Pauline (9) und Katharina (9) macht das Armbandmachen zwar auch Spaß, aber sie finden, dass das Schmieden am besten ist. An einem Feuer hinter einem großen Baum schmieden andere Kinder Kleiderhaken. Malte (12) weiß schon, dass er seinen Haken im Zimmer aufhängt. Willi (12) möchte seinen auch auf jeden Fall aufhängen, aber nicht in seinem Zimmer. "Das geht nicht. Da spiel ich immer Fußball und schieß' alles kaputt", sagt er. Phillip (13) findet, dass der Beruf des Schmieds "super viel Spaß" macht: "Es ist ganz toll. Man kann die Sachen mit nach Hause nehmen, die man macht." Finn (11) begradigt mit einem Hammer den Haken. Das findet er besonders gut. Die Kinder fühlen sich in ihrer Stadt ganz offensichtlich sehr wohl. Daran ändert auch das Regenwetter nichts.

Die Mädchen und Jungen schlafen auf Feldbetten, die das Deutsche Rote Kreuz zur Verfügung stellt. Ohne die ehrenamtlichen Mitarbeiter des DRK wäre Stormini gar nicht möglich. So stehen neun Männer und Frauen aus der zweiten Betreuungsgruppe des DRK Reinfeld von fünf Uhr morgens bis abends in der Feldküche. Um spätestens 16.30 Uhr muss das Abendessen vorbereitet werden.

Die meisten DRK-Helfer waren schon im Vorjahr in Ahrensburg dabei. "Wir sind Wiederholungstäter", sagt Angelika und lacht. Einige haben sich extra eine Woche Urlaub genommen, "weil es so einen Spaß macht". Jeden Tag kochen die DRKler 340 Essen, wobei es immer auch eine vegetarische Variante gibt. Täglich wird frisch eingekauft. Es gibt jeden Tag Obst und Gemüse.

Bei unerwarteten Zwischenfällen muss ein Mitarbeiter schnell mit dem Sprinter einkaufen fahren. "Der Geschmack der Kinder ist unberechenbar", sagt Angelika. Normalerweise würden sechs Kilogramm Nutella zum Frühstück gegessen. An einem Tag waren es plötzlich zehn Kilogramm. Dann muss der Einkaufsdienst schnell einspringen. Damit die Kinder immer etwas zum Trinken haben, liefern die DRK-Mitarbeiter auch ständig Getränke in die Kinderstadt. Nach jeder Mahlzeit muss das Geschirr abgewaschen werden. Die großen Töpfe und Thermen werden direkt in der Feldküche gereinigt. Das viele Geschirr wird im Schulzentrum gewaschen.

Die Stimmung in den Küchenzelten ist richtig gut.
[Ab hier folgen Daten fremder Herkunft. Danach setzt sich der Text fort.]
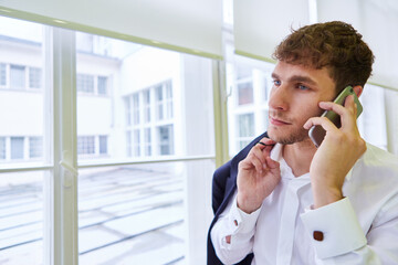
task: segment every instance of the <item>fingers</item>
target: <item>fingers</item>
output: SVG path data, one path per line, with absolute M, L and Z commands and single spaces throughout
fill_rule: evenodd
M 276 142 L 270 138 L 262 138 L 254 147 L 259 147 L 265 156 L 269 156 Z
M 259 173 L 263 173 L 263 171 L 269 167 L 266 162 L 266 158 L 270 156 L 270 152 L 275 145 L 275 141 L 264 137 L 262 138 L 253 148 L 250 150 L 248 157 L 241 161 L 242 169 L 251 169 L 252 167 Z M 274 167 L 274 163 L 272 163 Z
M 342 121 L 342 129 L 348 129 L 348 130 L 357 130 L 356 125 L 356 104 L 354 102 L 354 96 L 349 95 L 345 99 L 344 106 L 332 103 L 332 102 L 320 102 L 320 107 L 325 110 L 332 110 L 339 115 L 341 121 Z M 333 130 L 336 128 L 327 118 L 325 117 L 313 117 L 307 120 L 307 123 L 304 125 L 305 129 L 310 129 L 313 125 L 320 125 L 325 130 Z

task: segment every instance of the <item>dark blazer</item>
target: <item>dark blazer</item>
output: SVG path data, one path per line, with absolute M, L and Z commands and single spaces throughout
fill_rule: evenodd
M 250 142 L 245 148 L 243 148 L 237 156 L 234 156 L 230 161 L 218 168 L 213 174 L 212 179 L 212 209 L 214 212 L 214 219 L 212 220 L 208 233 L 208 265 L 222 265 L 220 259 L 216 255 L 214 247 L 210 239 L 210 231 L 214 223 L 217 222 L 220 213 L 226 209 L 228 202 L 232 198 L 237 189 L 237 174 L 238 174 L 238 163 L 243 160 L 250 149 L 263 137 L 268 137 L 268 134 L 255 138 Z M 239 265 L 250 265 L 253 259 L 253 254 L 249 254 L 243 261 L 239 262 Z

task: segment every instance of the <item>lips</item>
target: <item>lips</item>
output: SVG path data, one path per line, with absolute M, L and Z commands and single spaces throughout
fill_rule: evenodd
M 272 125 L 282 126 L 282 125 L 290 125 L 291 123 L 284 121 L 282 119 L 270 117 L 270 123 Z

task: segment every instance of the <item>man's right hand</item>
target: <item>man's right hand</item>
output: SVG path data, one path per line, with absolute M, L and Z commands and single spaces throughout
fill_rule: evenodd
M 275 142 L 262 138 L 238 167 L 238 208 L 245 213 L 258 210 L 281 180 L 279 162 L 270 158 Z

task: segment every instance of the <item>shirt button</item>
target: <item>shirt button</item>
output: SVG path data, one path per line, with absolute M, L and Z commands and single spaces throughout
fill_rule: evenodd
M 314 236 L 314 240 L 316 240 L 316 241 L 323 241 L 323 237 L 324 237 L 322 231 L 314 231 L 313 236 Z

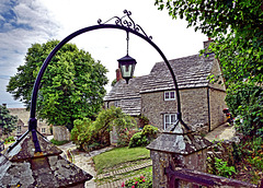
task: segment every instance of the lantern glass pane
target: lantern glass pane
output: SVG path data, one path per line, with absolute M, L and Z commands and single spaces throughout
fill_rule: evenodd
M 132 78 L 132 70 L 133 70 L 133 66 L 132 64 L 124 64 L 121 68 L 122 70 L 122 75 L 123 78 Z

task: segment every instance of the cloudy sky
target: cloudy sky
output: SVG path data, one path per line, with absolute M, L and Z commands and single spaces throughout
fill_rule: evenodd
M 168 59 L 198 54 L 207 39 L 194 28 L 186 28 L 186 22 L 159 11 L 155 0 L 0 0 L 0 104 L 7 103 L 10 108 L 23 106 L 5 92 L 5 85 L 24 63 L 32 44 L 61 40 L 77 30 L 96 25 L 99 19 L 123 16 L 125 9 L 132 11 L 132 19 L 152 36 Z M 100 60 L 108 69 L 111 83 L 116 60 L 126 55 L 126 33 L 92 31 L 70 43 Z M 148 74 L 155 62 L 162 61 L 155 48 L 135 35 L 129 37 L 129 55 L 137 60 L 135 75 Z

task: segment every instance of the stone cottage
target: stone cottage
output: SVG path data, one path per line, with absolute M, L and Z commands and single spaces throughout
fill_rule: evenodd
M 208 43 L 204 42 L 204 45 Z M 178 80 L 184 122 L 205 132 L 224 124 L 226 87 L 215 55 L 193 55 L 169 62 Z M 217 82 L 208 81 L 207 77 L 211 74 L 219 75 Z M 106 108 L 114 105 L 132 116 L 145 115 L 160 130 L 176 120 L 174 85 L 164 62 L 157 62 L 150 74 L 136 77 L 129 84 L 121 79 L 104 102 Z

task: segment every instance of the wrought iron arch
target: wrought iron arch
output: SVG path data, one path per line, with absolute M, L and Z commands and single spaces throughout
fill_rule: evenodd
M 125 10 L 124 11 L 124 16 L 118 17 L 118 16 L 114 16 L 110 20 L 107 20 L 106 22 L 102 23 L 102 20 L 98 21 L 98 25 L 93 25 L 93 26 L 88 26 L 84 28 L 81 28 L 79 31 L 76 31 L 73 33 L 71 33 L 70 35 L 68 35 L 66 38 L 64 38 L 53 50 L 52 52 L 47 56 L 47 58 L 45 59 L 38 74 L 37 78 L 35 80 L 34 83 L 34 87 L 33 87 L 33 93 L 32 93 L 32 97 L 31 97 L 31 113 L 30 113 L 30 120 L 28 120 L 28 130 L 13 144 L 9 148 L 9 151 L 14 148 L 30 131 L 32 131 L 33 134 L 33 142 L 35 144 L 35 152 L 41 152 L 41 148 L 38 144 L 38 140 L 37 140 L 37 136 L 36 136 L 36 127 L 37 127 L 37 120 L 35 117 L 36 114 L 36 101 L 37 101 L 37 93 L 39 90 L 39 85 L 41 85 L 41 80 L 45 73 L 45 70 L 47 69 L 47 66 L 49 64 L 49 62 L 52 61 L 53 57 L 56 55 L 56 52 L 65 45 L 67 44 L 69 40 L 71 40 L 72 38 L 87 33 L 87 32 L 91 32 L 91 31 L 96 31 L 96 30 L 102 30 L 102 28 L 116 28 L 116 30 L 123 30 L 127 33 L 133 33 L 134 35 L 137 35 L 138 37 L 142 38 L 144 40 L 146 40 L 148 44 L 150 44 L 158 52 L 159 55 L 162 57 L 163 61 L 165 62 L 171 77 L 173 79 L 173 83 L 175 86 L 175 93 L 176 93 L 176 104 L 178 104 L 178 120 L 181 121 L 183 124 L 183 126 L 190 130 L 190 128 L 183 122 L 182 120 L 182 113 L 181 113 L 181 102 L 180 102 L 180 95 L 179 95 L 179 90 L 178 90 L 178 82 L 176 82 L 176 78 L 175 74 L 171 68 L 171 64 L 169 63 L 167 57 L 164 56 L 164 54 L 161 51 L 161 49 L 151 40 L 152 37 L 148 36 L 145 31 L 140 27 L 140 25 L 136 24 L 130 15 L 132 12 Z M 115 24 L 107 24 L 111 21 L 115 21 Z M 38 132 L 39 133 L 39 132 Z

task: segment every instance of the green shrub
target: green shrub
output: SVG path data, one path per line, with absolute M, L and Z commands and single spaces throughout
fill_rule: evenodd
M 129 148 L 146 146 L 157 138 L 157 133 L 158 128 L 150 125 L 145 126 L 141 132 L 137 132 L 132 137 Z
M 158 128 L 150 125 L 146 125 L 142 129 L 142 134 L 146 136 L 150 141 L 157 138 L 157 133 Z
M 137 132 L 135 133 L 130 141 L 129 141 L 129 148 L 135 148 L 135 146 L 146 146 L 148 143 L 148 139 L 146 136 L 142 134 L 142 132 Z
M 52 139 L 50 142 L 55 145 L 64 145 L 65 143 L 68 143 L 69 141 L 68 140 L 58 141 L 58 140 Z
M 13 136 L 10 136 L 9 138 L 4 139 L 4 142 L 13 142 L 15 141 Z
M 253 83 L 233 83 L 227 89 L 227 105 L 236 117 L 236 128 L 251 138 L 263 137 L 263 87 Z
M 130 139 L 133 136 L 138 132 L 137 129 L 122 129 L 118 131 L 118 140 L 117 140 L 117 146 L 128 146 Z
M 216 175 L 229 177 L 232 174 L 236 174 L 233 166 L 228 166 L 227 162 L 224 162 L 221 158 L 215 157 L 215 168 Z
M 145 171 L 142 176 L 135 177 L 122 184 L 125 188 L 152 188 L 152 168 Z
M 119 133 L 123 129 L 129 130 L 136 127 L 135 122 L 135 119 L 124 114 L 121 108 L 112 106 L 108 109 L 102 109 L 95 121 L 89 118 L 75 120 L 75 127 L 71 130 L 71 140 L 81 150 L 89 150 L 93 143 L 96 143 L 96 145 L 100 144 L 96 148 L 103 148 L 111 144 L 110 131 L 113 126 L 115 126 L 116 132 Z M 125 137 L 121 142 L 126 142 Z

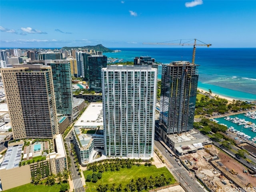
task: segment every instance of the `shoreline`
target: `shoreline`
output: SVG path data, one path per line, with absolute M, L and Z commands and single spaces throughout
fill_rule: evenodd
M 200 92 L 203 92 L 204 93 L 205 93 L 206 92 L 209 93 L 209 90 L 207 90 L 204 88 L 202 88 L 200 87 L 198 87 L 197 89 L 198 90 L 199 90 Z M 212 94 L 210 95 L 213 97 L 217 97 L 217 96 L 215 96 L 216 95 L 218 96 L 218 97 L 219 98 L 221 98 L 222 99 L 226 99 L 227 100 L 228 100 L 228 102 L 232 102 L 232 101 L 233 101 L 233 100 L 236 100 L 236 99 L 233 98 L 231 97 L 227 97 L 226 96 L 224 96 L 223 95 L 222 95 L 218 94 L 216 94 L 216 93 L 214 93 L 214 92 L 212 92 Z

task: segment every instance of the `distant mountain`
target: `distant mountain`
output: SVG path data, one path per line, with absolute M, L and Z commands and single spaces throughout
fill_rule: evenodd
M 112 52 L 113 51 L 113 50 L 111 50 L 111 49 L 109 49 L 108 48 L 105 47 L 101 44 L 92 46 L 88 45 L 87 46 L 84 46 L 83 47 L 64 47 L 62 48 L 66 49 L 66 50 L 71 50 L 72 49 L 78 49 L 78 48 L 81 48 L 82 49 L 93 49 L 95 50 L 96 51 L 102 51 L 104 53 L 107 52 Z

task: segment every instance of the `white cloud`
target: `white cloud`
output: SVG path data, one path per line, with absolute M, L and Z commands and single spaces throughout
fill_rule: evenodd
M 31 27 L 28 27 L 26 28 L 24 28 L 24 27 L 22 27 L 20 28 L 21 30 L 28 33 L 37 33 L 38 34 L 47 34 L 47 33 L 46 32 L 42 32 L 40 30 L 37 30 L 37 29 L 34 29 L 31 28 Z
M 185 4 L 185 6 L 186 7 L 192 7 L 197 5 L 202 5 L 202 0 L 194 0 L 191 2 L 187 2 Z
M 129 12 L 130 12 L 130 14 L 131 16 L 134 16 L 134 17 L 137 16 L 137 13 L 136 12 L 134 12 L 134 11 L 129 11 Z
M 14 29 L 7 29 L 2 26 L 0 26 L 0 31 L 2 32 L 6 32 L 6 33 L 15 33 L 16 34 L 18 34 L 18 32 Z
M 2 31 L 2 32 L 6 31 L 6 29 L 4 28 L 4 27 L 0 26 L 0 31 Z

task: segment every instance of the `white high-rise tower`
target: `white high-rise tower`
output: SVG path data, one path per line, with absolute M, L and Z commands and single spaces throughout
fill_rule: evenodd
M 109 65 L 102 69 L 108 156 L 153 156 L 157 70 L 148 66 Z

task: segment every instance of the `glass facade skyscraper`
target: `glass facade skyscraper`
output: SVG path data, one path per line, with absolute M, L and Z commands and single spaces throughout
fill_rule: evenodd
M 152 157 L 157 69 L 108 65 L 102 72 L 106 155 Z
M 193 129 L 198 66 L 187 61 L 162 66 L 159 123 L 164 140 Z
M 102 91 L 101 69 L 107 66 L 108 58 L 103 55 L 94 55 L 88 57 L 90 90 L 95 92 Z
M 73 99 L 70 63 L 66 60 L 54 60 L 47 65 L 52 67 L 57 112 L 71 120 Z

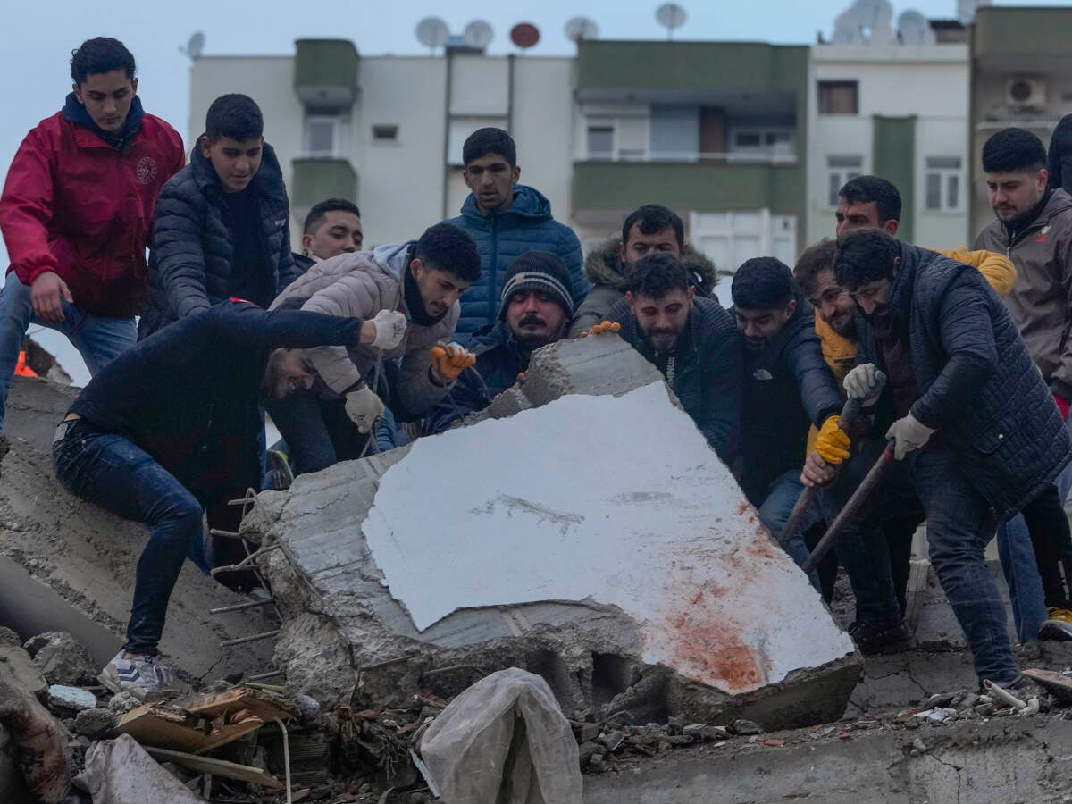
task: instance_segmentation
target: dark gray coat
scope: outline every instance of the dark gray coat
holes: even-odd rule
[[[908,243],[898,248],[890,307],[908,334],[920,388],[912,415],[939,430],[1003,521],[1053,482],[1072,458],[1072,438],[1009,311],[979,271]],[[863,316],[857,331],[858,364],[877,363],[875,330]]]
[[[301,271],[291,253],[291,205],[283,173],[267,143],[251,187],[260,209],[264,270],[278,294]],[[226,220],[220,180],[212,163],[195,146],[190,164],[164,184],[157,199],[149,301],[138,324],[138,338],[228,297],[234,249]]]

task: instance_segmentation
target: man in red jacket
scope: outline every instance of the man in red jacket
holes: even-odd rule
[[[0,429],[26,330],[63,332],[90,374],[137,341],[146,247],[160,189],[185,163],[182,139],[142,109],[134,57],[106,36],[71,58],[74,91],[15,154],[0,230]]]

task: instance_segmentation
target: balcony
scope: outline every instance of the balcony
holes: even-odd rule
[[[357,173],[349,160],[304,158],[292,165],[292,207],[309,209],[325,198],[357,200]]]
[[[347,39],[295,42],[294,91],[307,107],[346,108],[357,95],[357,48]]]
[[[682,214],[684,210],[742,209],[799,214],[804,208],[804,184],[802,166],[771,159],[582,161],[574,163],[572,208],[581,223],[598,223],[608,212],[643,204],[664,204]]]

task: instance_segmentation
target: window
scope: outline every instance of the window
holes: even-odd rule
[[[587,136],[589,159],[609,161],[614,158],[614,129],[610,125],[590,125]]]
[[[926,208],[940,212],[961,210],[961,158],[927,157]]]
[[[858,114],[860,108],[859,93],[859,81],[819,81],[819,114]]]
[[[393,143],[399,138],[399,126],[373,125],[372,138],[377,143]]]
[[[863,157],[827,157],[827,206],[837,209],[837,191],[863,173]]]
[[[349,148],[349,120],[341,115],[306,118],[306,155],[341,158]]]

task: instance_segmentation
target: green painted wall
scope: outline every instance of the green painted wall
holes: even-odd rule
[[[658,203],[713,212],[769,207],[778,214],[802,215],[804,172],[795,165],[577,162],[572,197],[574,209]]]
[[[292,165],[292,206],[311,207],[325,198],[357,202],[357,174],[347,160],[296,159]]]
[[[915,115],[875,115],[873,121],[873,173],[892,181],[900,191],[902,211],[897,237],[912,242],[915,228]]]
[[[299,39],[294,45],[295,87],[357,90],[357,48],[348,39]]]

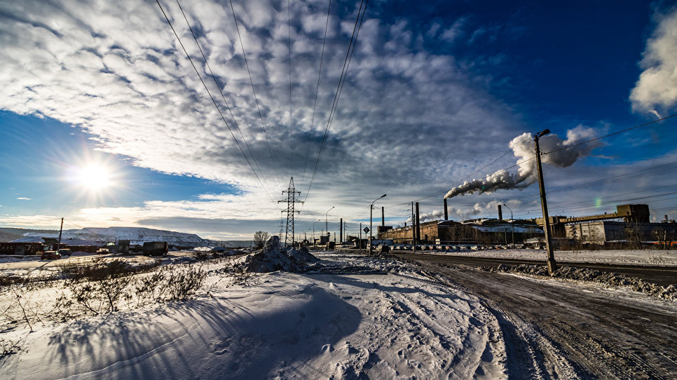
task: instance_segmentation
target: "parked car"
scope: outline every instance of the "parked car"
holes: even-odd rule
[[[60,255],[62,257],[63,257],[64,256],[70,257],[71,256],[71,253],[72,253],[72,252],[71,252],[71,250],[69,250],[68,248],[61,248],[60,250],[59,250],[58,252],[59,252],[59,255]]]
[[[60,258],[61,255],[57,251],[45,251],[40,257],[41,260],[55,260]]]

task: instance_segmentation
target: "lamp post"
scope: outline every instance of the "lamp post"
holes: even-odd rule
[[[318,219],[315,223],[322,221],[321,219]],[[313,245],[315,245],[315,223],[313,224]]]
[[[334,207],[336,206],[331,206],[331,208],[327,210],[327,212],[324,212],[324,229],[327,231],[327,243],[329,242],[329,227],[327,223],[327,215],[329,213],[329,211],[334,210]]]
[[[507,205],[503,203],[503,205],[507,207]],[[510,210],[510,227],[512,229],[512,249],[515,249],[515,219],[512,217],[512,209],[508,207],[508,210]]]
[[[385,196],[385,194],[383,194],[379,196],[378,198],[374,199],[374,202],[378,201],[379,199],[381,199],[381,198],[383,198],[384,196]],[[369,255],[371,255],[372,253],[374,253],[374,245],[371,244],[371,242],[374,240],[374,235],[373,235],[374,231],[372,231],[374,229],[374,226],[371,224],[371,216],[372,216],[372,214],[374,214],[374,202],[371,202],[371,205],[369,206]]]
Trotz der anstrengenden Arbeit wird viel gelacht. "Natürlich ist das manchmal stressig", gibt Dagmar zu, "aber es macht auch Spaß." In der wenigen Freizeit spielen die DRK-Mitglieder gern Karten oder gehen auch mal ein Eis essen in Bargteheide. Alle neun übernachten in einem Klassenraum auf Feldbetten. "Wir üben für 'Wetten, dass . . ', uns am Schnarchen zu erkennen", sagt Angelika. Und alle lachen.